After earning a Brown degree with a concentration in environmental studies or environmental science, both housed within IBES, many alumni who advance into climate and sustainability-focused careers share that sentiment, attributing the foundation of their success to the world-class courses, research experiences and mindset they gained while at the institute.

“The primary lesson I learned while at IBES is the importance of collaboration to broaden my perspective before landing on a solution,” said Allie Reilly, a Class of 2015 graduate who concentrated in environmental studies and has held positions in the U.S. Department of Energy and other organizations. “There are so many ways of knowing any one challenge. For example, climate change can be viewed in myriad ways — a scientific problem, a political problem, a social problem, a behavioral problem, etc. Due to this complexity, there's always a need for many perspectives to help define the problem and, in turn, define solutions.”

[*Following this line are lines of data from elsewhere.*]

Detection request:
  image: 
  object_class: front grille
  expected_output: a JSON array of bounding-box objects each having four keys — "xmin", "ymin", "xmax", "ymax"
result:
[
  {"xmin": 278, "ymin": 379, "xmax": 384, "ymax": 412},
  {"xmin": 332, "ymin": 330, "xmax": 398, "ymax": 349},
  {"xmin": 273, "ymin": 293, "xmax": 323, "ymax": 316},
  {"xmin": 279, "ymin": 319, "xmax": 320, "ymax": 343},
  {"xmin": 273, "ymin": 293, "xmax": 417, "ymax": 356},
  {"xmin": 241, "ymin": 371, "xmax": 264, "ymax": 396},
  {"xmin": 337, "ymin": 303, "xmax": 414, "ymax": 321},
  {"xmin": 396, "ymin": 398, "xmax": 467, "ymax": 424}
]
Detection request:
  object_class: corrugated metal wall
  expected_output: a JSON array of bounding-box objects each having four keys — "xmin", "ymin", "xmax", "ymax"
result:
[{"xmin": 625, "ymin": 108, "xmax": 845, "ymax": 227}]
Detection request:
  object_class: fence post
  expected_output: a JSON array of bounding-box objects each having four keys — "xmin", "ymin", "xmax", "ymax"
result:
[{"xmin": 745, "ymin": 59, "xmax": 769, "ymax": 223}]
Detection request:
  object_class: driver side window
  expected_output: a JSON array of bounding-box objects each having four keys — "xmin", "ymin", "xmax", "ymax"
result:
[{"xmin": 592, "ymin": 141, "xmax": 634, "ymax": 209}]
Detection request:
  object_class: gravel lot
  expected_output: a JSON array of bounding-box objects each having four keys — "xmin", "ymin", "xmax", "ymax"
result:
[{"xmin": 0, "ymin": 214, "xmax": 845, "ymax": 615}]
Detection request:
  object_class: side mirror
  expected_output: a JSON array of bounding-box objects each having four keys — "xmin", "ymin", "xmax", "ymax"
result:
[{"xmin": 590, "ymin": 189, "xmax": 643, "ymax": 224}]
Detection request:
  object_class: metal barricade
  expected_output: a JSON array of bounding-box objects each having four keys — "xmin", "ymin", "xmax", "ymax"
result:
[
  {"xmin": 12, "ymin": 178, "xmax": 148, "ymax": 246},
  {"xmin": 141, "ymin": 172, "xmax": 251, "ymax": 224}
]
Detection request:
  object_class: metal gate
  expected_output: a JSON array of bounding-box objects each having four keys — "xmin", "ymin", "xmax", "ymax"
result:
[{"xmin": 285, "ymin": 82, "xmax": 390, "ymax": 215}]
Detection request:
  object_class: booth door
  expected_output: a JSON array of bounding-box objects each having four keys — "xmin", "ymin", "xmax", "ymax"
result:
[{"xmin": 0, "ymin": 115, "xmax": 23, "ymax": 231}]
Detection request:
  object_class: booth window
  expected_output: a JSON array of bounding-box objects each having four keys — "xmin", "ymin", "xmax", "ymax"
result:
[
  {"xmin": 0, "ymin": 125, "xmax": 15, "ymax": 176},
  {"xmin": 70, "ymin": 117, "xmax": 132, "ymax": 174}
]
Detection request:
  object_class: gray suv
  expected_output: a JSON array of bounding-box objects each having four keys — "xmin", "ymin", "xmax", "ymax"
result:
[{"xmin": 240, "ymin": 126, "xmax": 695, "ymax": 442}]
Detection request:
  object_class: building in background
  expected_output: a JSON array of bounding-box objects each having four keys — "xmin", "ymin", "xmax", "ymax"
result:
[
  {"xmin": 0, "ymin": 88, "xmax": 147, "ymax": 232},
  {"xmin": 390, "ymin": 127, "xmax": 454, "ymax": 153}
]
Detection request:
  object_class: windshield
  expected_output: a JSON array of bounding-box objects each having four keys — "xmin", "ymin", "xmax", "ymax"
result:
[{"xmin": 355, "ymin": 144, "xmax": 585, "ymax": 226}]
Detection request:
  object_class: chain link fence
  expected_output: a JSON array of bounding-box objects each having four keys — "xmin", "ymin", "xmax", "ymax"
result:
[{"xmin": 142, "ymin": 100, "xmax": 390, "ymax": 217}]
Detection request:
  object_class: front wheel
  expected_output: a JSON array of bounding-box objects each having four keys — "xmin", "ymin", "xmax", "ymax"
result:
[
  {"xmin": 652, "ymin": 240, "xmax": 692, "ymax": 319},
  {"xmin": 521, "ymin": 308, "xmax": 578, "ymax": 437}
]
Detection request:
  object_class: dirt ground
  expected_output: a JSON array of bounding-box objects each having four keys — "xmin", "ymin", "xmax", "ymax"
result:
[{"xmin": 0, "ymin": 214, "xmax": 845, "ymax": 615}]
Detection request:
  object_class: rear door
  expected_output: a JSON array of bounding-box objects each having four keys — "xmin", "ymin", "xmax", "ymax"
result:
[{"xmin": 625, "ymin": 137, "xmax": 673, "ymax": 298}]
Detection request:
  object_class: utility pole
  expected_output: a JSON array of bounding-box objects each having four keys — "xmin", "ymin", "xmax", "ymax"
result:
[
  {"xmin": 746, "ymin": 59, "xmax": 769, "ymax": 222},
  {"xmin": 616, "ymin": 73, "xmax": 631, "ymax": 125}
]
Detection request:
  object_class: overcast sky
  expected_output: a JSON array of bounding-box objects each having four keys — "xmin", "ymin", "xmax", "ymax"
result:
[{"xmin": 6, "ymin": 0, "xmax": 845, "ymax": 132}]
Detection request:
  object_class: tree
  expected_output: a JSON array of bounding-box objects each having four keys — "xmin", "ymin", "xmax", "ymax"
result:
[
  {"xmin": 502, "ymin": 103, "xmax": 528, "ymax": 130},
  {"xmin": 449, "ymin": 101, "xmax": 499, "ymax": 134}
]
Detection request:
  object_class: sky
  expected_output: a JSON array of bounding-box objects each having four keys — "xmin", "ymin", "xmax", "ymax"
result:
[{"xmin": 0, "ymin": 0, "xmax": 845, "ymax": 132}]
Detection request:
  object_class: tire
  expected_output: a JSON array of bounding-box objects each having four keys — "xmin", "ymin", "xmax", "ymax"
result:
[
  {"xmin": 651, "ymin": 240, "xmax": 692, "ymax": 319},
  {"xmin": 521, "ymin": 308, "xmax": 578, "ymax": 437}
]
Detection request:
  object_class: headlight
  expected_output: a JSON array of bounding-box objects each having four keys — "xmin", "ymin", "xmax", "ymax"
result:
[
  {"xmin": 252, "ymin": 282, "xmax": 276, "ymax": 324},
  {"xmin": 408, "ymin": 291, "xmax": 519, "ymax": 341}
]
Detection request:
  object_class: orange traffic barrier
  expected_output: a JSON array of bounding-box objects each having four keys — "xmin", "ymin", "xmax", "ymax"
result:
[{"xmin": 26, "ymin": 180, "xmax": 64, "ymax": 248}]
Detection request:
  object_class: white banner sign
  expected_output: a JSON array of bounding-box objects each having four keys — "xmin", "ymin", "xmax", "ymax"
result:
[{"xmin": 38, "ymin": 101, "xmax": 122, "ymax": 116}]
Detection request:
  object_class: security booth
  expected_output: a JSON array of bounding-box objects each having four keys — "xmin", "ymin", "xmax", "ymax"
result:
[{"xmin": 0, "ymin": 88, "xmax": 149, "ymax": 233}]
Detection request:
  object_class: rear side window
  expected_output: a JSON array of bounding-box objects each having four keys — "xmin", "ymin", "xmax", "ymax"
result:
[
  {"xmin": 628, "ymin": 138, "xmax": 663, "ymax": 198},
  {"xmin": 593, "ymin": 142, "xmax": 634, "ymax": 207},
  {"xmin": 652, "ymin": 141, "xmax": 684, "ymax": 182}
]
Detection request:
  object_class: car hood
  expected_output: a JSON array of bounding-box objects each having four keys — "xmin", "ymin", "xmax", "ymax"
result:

A blueprint for the next decade

The early accomplishments of IBES leaders and scholars reflect a vision designed to build on existing Brown strengths in teaching and research on the environment. That work, over decades, laid the foundation for the collaborative approach to scholarship that IBES continues to champion today, said Lynch.

“The thought was that we could build this critical mass,” Lynch said. “Launching the institute created a really rich and energetic environment for people to think creatively about their research, their teaching and how that intersected with the environment.”

After 10 years of rapid growth, the momentum continues to build. As IBES leaders look toward the future, they are setting the stage for an expanding impact over the next decade by focusing on key strategic goals. Those include strengthening partnerships with public and private sectors to boost the impact of IBES research; broadening curricular offerings — such as its new program in sustainable investing and finance — to engage more students across the University; and focusing on environmental issues both close to home and worldwide like coastal protection, ocean economies and the impact of environmental change on public health.

 “The urgency of this moment cannot be overstated,” Cobb said. “IBES is finding a new gear to drive solutions in our backyard and around the world that will have impacts today and for decades to come.”